Frau Andert und Herr Höhne stellten zu den einzelnen Gestaltungsbereichen ihre Vorschläge vor, erläuterten diese und beantworteten die hierzu aufgeworfenen Fragen und Einwände der Mitglieder der Bürgerinitiative. Einige Einwände und Vorschläge aus der Bürgerinitiative modifizierten die Planung. Mit dieser erläuternden Beratung vom 04.04.2017 wurden die Anwohner diesmal nicht nur per Lippenbekenntnis sondern tatsächlich aktiv in den Prozess der Willensbildung zur Gestaltung der Nebenanlagen einbezogen, nämlich, bevor ein entsprechender Beschluß durch die Stadtverordnetenversammlung (SVV) gefaßt wird. Beim Beschluß der SVV vom 14.12.2015 war es noch genau anders herum. Erst zwei Monate nach Beschlußfassung geruhten der Bürgermeister und seine Stadtverwaltung die betroffenen Bürger in einer Informationsveranstaltung über den Inhalt des Beschlusses zu informieren und damit vor vollendete Tatsachen zu stellen.
 
Diesmal also hat man sich bereits ausreichend lange vor einer Beschlußfassung mit den Bürgern zusammengesetzt. Gemeinsam mit der städtischen Bauverwaltung und dem mit der Planung beauftragten Ingenieurbüro hat man sich mit den Mitgliedern und Gästen der Bürgerinitiative auf Art und Umfang der zu installierenden Straßenbeleuchtung, auf die Gehweggestaltung sowie auf die anzulegenden Grünanlagen und deren Gestaltung verständigt. Klärungsbedarf besteht allerdings noch bei der anzulegenden Schleppkurve für die Busse am Berliner Dreieck. Diese Schleppkurve würde das Berliner Dreieck nur geringfügig berühren und ist erforderlich, damit auch die zukünftig eingesetzten Gliederbusse die (Schüler-)Bushaltestelle am Berliner Dreieck anfahren können. Andernfalls müßte diese Haltestelle am Berliner Dreieck ganz entfallen (was die Kinder und Jugendlichen insbesondere aus der Berliner Siedlung benachteiligt) oder alternativ doch an die B2 verlegt werden, was ebenfalls dem erklärten Willen der Bürger widersprechen würde.

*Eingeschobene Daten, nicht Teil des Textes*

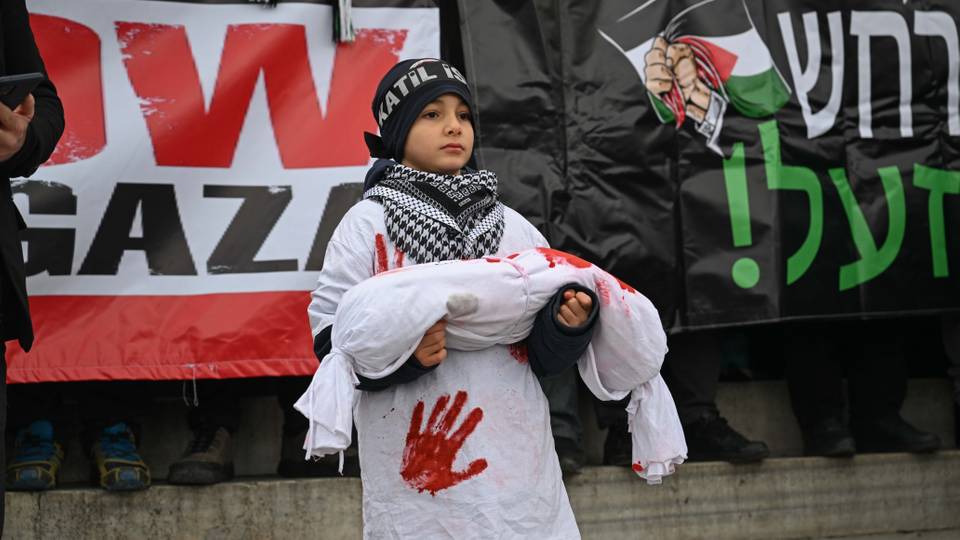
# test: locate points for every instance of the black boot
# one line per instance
(892, 433)
(710, 438)
(829, 438)
(207, 460)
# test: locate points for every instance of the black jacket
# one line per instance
(18, 54)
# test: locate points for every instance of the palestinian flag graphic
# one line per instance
(729, 57)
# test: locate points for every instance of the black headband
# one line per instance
(402, 93)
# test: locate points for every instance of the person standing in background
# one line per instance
(28, 135)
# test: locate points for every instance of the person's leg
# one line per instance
(878, 387)
(561, 391)
(3, 425)
(692, 370)
(213, 417)
(950, 334)
(815, 381)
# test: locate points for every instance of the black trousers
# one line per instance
(3, 429)
(818, 355)
(692, 372)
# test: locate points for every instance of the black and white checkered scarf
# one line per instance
(436, 217)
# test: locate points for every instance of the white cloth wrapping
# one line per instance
(493, 301)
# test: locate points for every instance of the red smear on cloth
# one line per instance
(381, 254)
(603, 291)
(429, 454)
(555, 257)
(519, 351)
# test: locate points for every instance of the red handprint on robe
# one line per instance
(429, 455)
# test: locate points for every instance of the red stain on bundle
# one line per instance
(555, 257)
(603, 291)
(519, 351)
(381, 248)
(626, 287)
(429, 454)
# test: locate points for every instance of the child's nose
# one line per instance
(454, 126)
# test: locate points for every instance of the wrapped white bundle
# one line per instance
(495, 301)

Auch noch nicht endgültig geklärt werden konnten die unterschiedlichen Auffassungen zu den beabsichtigten Baumpflanzungen.
 
Am 26. April soll es nun zu einer Einwohnerversammlung kommen, auf der diese Ergebnisse vorgestellt werden, um anschließend der Stadtverordnetenversammlung als Beschlußentwurf zu dienen. Die Bürgerinitiative geht davon aus, dass zeitnah nach dieser Einwohnerversammlung die Ausschreibungen für die Auftragsvergabe erfolgen wird und noch in diesem Sommer die Baumaßnahmen beginnen werden.
 
 

Individueller Meinungsaustausch zwischen den Mitgliedern der Bürgerinitiative auch noch nach dem offiziellen Ende der Veranstaltung
 
Als Fazit können wir dieser Beratung vom 04.04.2017 den Charakter einer kooperativen und vor allem konstruktiven Zusammenarbeit der planenden Ingenieurin, Frau Andert, und dem Amtsleiter Bauverwaltung, Herrn Höhne, mit der Bürgerinitiative bescheinigen, frei von Vorbedingungen und persönlichen Eitelkeiten. Zumindest in der Treuenbrietzener Bauverwaltung scheint man dazu übergegangen zu sein, die Bürgerbeteiligung nicht mehr nur pro forma oder als reines Lippenbekenntnis zu praktizieren.
 
 
Dafür unser aufrichtiges Dankeschön!